ECGLight: Compute-Light Framework For Paper ECG Digitization and Myocardial Infarction Screening

arXiv:2607.07683v1 Announce Type: new Abstract: Electrocardiography (ECG) is one of the most widely used tests for diagnosing cardiovascular disease. Yet several remote clinics still utilize paper ECG printouts for their analysis due to limited connectivity and computational capacity. As a result, vast numbers of physical ECGs obtained in remote areas still remain incapable of being accessed by contemporary artificial-intelligence (AI)-based decision support as they require high computational resources or strong high-speed internet connectivity. This causes several cases where conditions like
The proliferation of AI-based medical diagnostics combined with persistent infrastructure limitations in remote areas creates a pressing need for compute-light solutions.
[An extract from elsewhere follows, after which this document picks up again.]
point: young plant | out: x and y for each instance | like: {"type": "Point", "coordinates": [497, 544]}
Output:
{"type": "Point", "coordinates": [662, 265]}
This development allows advanced AI diagnostics to bridge the digital divide, making high-quality healthcare accessible in underserved regions and potentially reducing diagnostic disparities.
AI-powered medical diagnostics can now be deployed and utilized effectively without requiring robust high-speed internet or significant computational resources at the point of care.
- · Remote clinics
- · Digital health companies
- · Patients in underserved areas
- · AI developers focused on edge computing
- · Traditional high-compute AI diagnostic solutions
- · Healthcare systems reliant solely on centralized infrastructure
Wider adoption and accessibility of AI-driven medical diagnostics, particularly in developing regions.
Increased global health equity and improved outcomes for cardiovascular diseases in areas with limited infrastructure.
Potential for new business models and localized AI-driven healthcare services that bypass established high-tech medical hubs.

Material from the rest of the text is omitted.